Introduction
For the last couple of weeks, I've been posting a lot less frequently - that's mostly thanks to a pet project I've undertaken - a working bid bot!
In this post I plan to detail all the features I've built in and also give you a few pointers to it's operation.
Firstly, what is a bid bot?
If you don't already know what a bid bot is, take a trip to https://steembottracker.com/ and you'll have a pretty good idea. Every 2.4 hours, a bot shares its 100% upvote between users who have placed a bid for a share of that vote.
Well, people have already created bid bots, why is this code relevant?
Yes, there are already bots in existence, some of them are huge. But a lot of that code is closed source, it would be bad business practice to share it.
One bot owner, made a post sharing their code which I thought was very generous...
However I like to do stuff from the ground up so I can have an intimate understanding of the code.
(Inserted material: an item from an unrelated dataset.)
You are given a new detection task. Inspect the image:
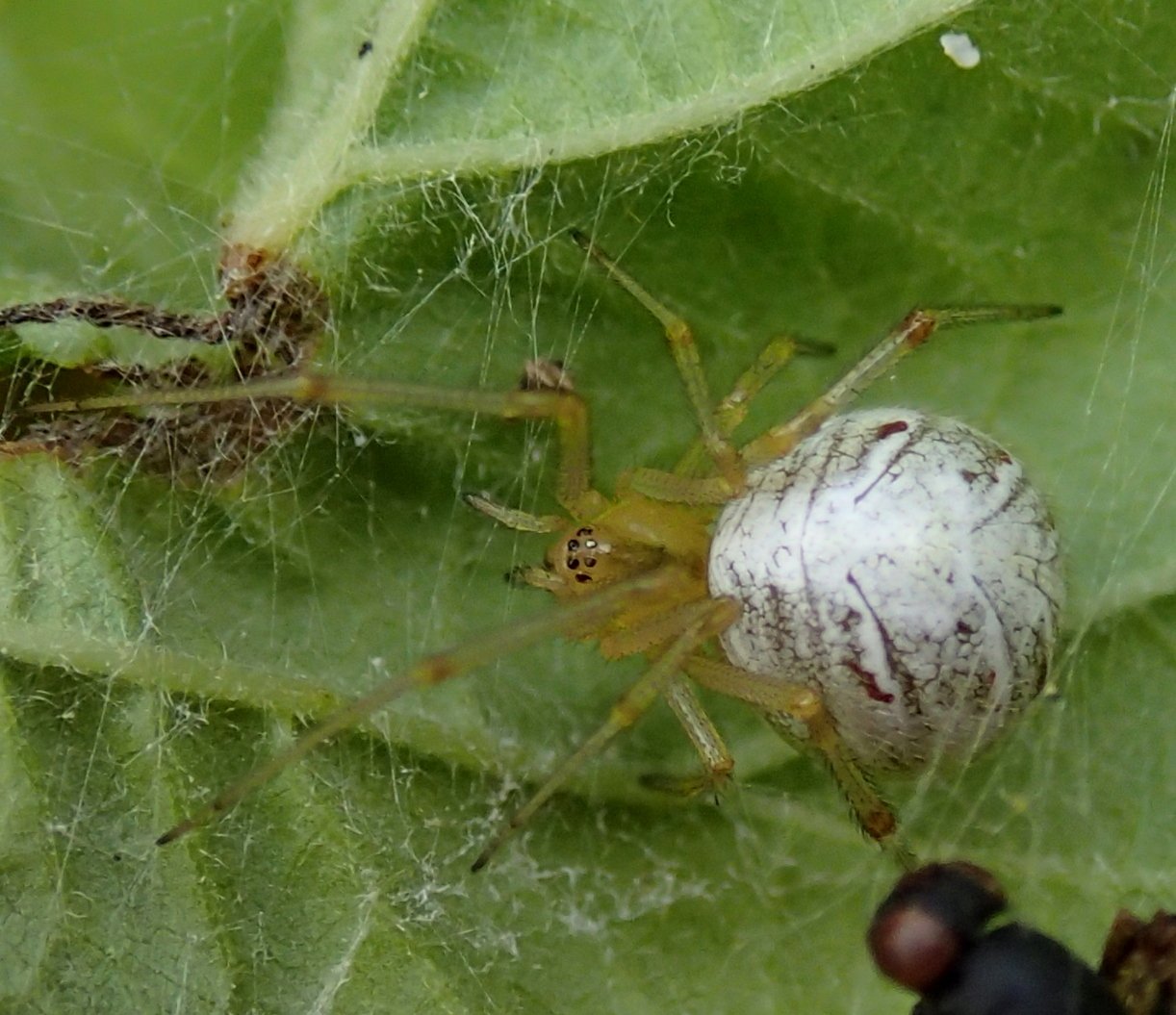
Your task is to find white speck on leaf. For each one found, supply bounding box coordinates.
[939,32,980,70]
I also noticed his code didn't have some features I was after and was difficult to read.
My bot, , is now finished, unfortunately I'm not able to get it onto Steem Bot Tracker because:
- It has too little steem power.
- I live in student accommodation and we're not allowed static IP addresses.
Feel free to send it a bid though, it still works.
Features
- Auto-payout to delegators every 24 hours
- Choose payout percentage
- Blacklist delegators to prevent refund loops with other bots
- Choose minimum delegation ammount
- Keeps earnings in an external file
- Steem Bot Tracker API compatability
- Automatic refunds
- Memo explaining why bid was invalid
- Age
- Already voted
- Already bid
- Invalid URL
- Bid too small
- Memo explaining why bid was invalid
- Comment upvoting
- Can deal with blockstream downtime (still needs a little work)
- Updates JSON metadata to let people know bot is down
- Keeps a log of downtime
- Accepts SBD and STEEM
- Payouts to delegators in both
- Converts both to USD at payout using Coin Market Cap for optimal accuracy
Use
Running this script requires a few other things.
Python anaconda
To make this I've been using Anaconda for Python and the Spyder IDE. I strongly recommend it if you're on windows as I had problems with the scrypt library on base python. Here's a great guide.
Additional Packages
Hosting
You only need this bit if you plan on putting your bot on steem bot tracker.
WAMP
My script saves the data file to c:/wamp64/www/
WAMP is an Apache server for windows and allows you to host files on your PC by making it into a server. Out of the box, it's only designed for local networks so you'll need to do some tinkering.
Of course, this is for windows users on home PCs, if you have a better option I urge you to go for it.
- Set yourself a static IP (I can't do this thanks to my ISP so unfortunately haven't been able to test past this point).
- Open port 443 on your PC (since steem bot tracker requires https, not http).
- You'll also need to mess around with the settings files (there's loads of tutorials online) so Apache knows to use https/SSL port 443 instead of http port 80.
- Change some more settings so Apache accepts connections from external machines.
- Get an SSL certificate for your IP/domain name. Using openSSL won't work as a self signed certificate is considered unsafe. Hosting your own webside becomes a huge advantage here as you likeley already have SSL certificates and a domain name.
- Buy a domain and bind it to your IP.
Alternatively
Online code hosting services
https://www.heroku.com/ lets you run python scripts on their site. However their services are more geared towards web hosting and dJango applications - I'm also not sure how file storage works on there and users have said applications hosted on there have a habit of going to sleep which would be unacceptable for a real-time script like this.
https://www.pythonanywhere.com/ is also a possible choice, they do have limited hardware usage for free. You can only make so many requests or use so many process cycles per second - not great for a script running two threads at a time. I also tried installing steem python on their bash console and got errors, I tried the custom Scrypt fork from the Anaconda tutorial but it seems to be only for windows.
Maybe there's a way around this but I don't know of it yet.